We have generated and characterized mouse models of Alzheimer’s disease that recapitulate the severe amyloid beta-amyloidosis and neuroinflammation evident in the human disease. It has long been assumed that inflammation associated with amyloid deposition reflects the activation of astrocytes and microglia that adopt pro-inflammatory phenotypes,but there is a paucity of information regarding the potential role of peripheral tissues and, more importantly, the gut microbiota in regulating innate immunity that in turn leads to central nervous system(CNS) dysfunction. Indeed, it has become increasingly evident that psychiatric developmental disorders co-exist with common gastrointestinal conditions. Moreover, the microbiome has been implicated in neuroprotection after ischemic lesions, as well as to immunologically mediated neurological conditions such as multiple sclerosis.

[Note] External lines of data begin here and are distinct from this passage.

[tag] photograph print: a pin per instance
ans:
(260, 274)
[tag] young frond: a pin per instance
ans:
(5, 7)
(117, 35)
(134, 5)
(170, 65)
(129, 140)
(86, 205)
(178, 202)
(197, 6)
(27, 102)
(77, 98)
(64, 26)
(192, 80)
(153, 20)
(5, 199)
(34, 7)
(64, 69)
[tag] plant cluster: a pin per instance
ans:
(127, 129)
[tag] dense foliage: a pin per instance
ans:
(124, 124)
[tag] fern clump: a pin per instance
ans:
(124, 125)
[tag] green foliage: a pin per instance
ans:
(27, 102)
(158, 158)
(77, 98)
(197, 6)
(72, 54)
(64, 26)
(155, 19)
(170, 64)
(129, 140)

Over the past two years, we tested the hypothesis that the composition of the intestinal microbiome might
play a key role in modulating neuroinflammation and amyloid beta deposition. We treated male and femaleAPPSWE/PS1ΔE9 transgenic mice with an antibiotic (ABX) cocktail either postnatally alone, or throughout life, and we reported that while total bacterial abundance was unchanged in either the cecum or feces, there is a distinct perturbation in gut microbial diversity. We demonstrated that amyloid plaque deposition and plaque size are significantly reduced in the brains of male ABX-treated animals, but not in female animals.

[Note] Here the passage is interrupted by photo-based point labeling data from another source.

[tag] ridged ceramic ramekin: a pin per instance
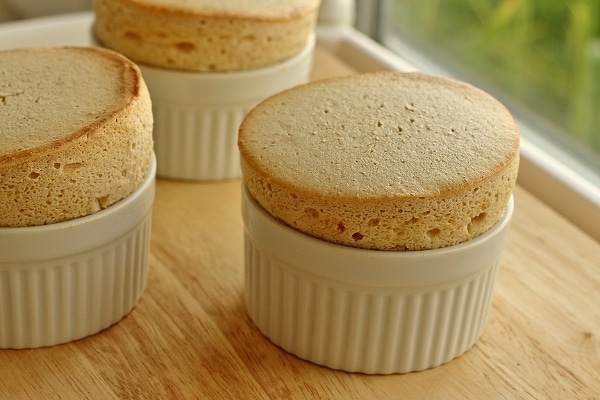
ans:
(65, 281)
(375, 312)
(197, 114)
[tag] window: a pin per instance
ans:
(541, 58)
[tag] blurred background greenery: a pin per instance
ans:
(544, 54)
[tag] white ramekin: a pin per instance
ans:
(197, 114)
(64, 281)
(375, 312)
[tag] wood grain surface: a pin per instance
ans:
(190, 337)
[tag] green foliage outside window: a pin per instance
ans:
(543, 53)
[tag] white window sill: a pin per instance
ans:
(547, 171)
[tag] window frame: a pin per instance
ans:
(563, 179)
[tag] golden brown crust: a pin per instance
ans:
(206, 35)
(75, 133)
(384, 161)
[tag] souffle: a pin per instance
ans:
(75, 133)
(205, 35)
(386, 161)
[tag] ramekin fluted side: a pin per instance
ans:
(65, 281)
(370, 330)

Finally, ABX-induced perturbations in gut microbial diversity also paralleled by alterations in the morphology of microglia, scavenger cells that play an important role in removal of amyloid beta plaques.

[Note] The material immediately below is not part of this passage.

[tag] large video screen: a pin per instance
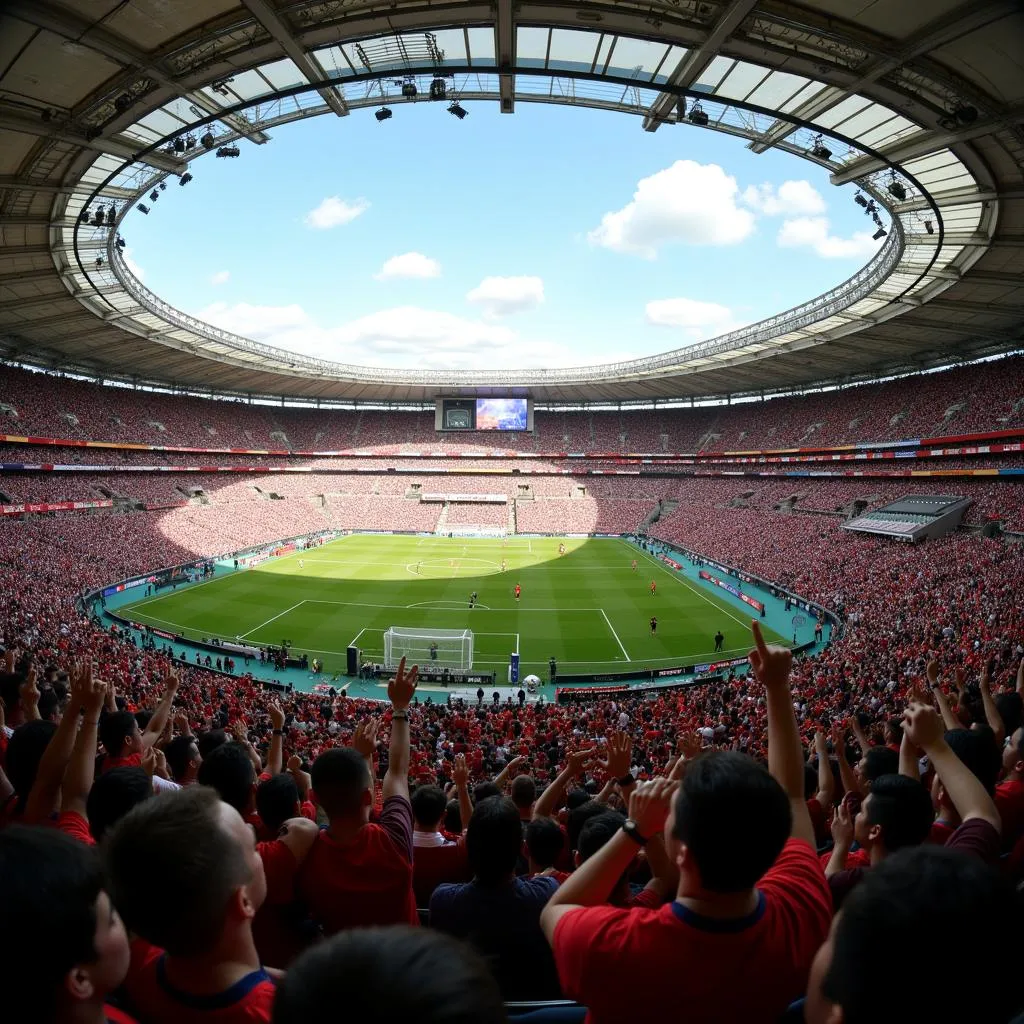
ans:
(501, 414)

Having established a strong correlation between alterations in the gut microbiota and decreased levels
of amyloid beta deposition in male APPSWE/PS1ΔE9transgenic mice, there remain several outstanding issues pertinent to the biological mechanism(s) that underlie the observed phenotypes. First, the difference in outcomes between male and female mice is remarkable, and we seek to identify sex-specific genetic changes that could account for the observed differences. Second, we propose to generate APPSWE/PS1ΔE9 mice that are devoid of gut microbes (“germ-free”; GF mice) and evaluate amyloid deposition and neuroinflammation in this model. Third, it is well established that microglia
are considered the primary responders to amyloid beta deposition in the brain and initiate neuroinflammation. We feel it is important to evaluate the genetic changes that occur in these cells as a function of changes in the microbiome. For this purpose, we have obtained a novel transgenic “Ribo-Tag” mouse line from Dr. Jasna Kriz at University of Laval that will allow us to determine the levels of actively translated microglial cell mRNAs and protein products. This new understanding of the role of gut bacteria in modulating amyloid beta-amyloidosis and microglial function in neurodegeneration offers a powerful new approach to identify new targets and/or mechanisms that could be of therapeutic relevance.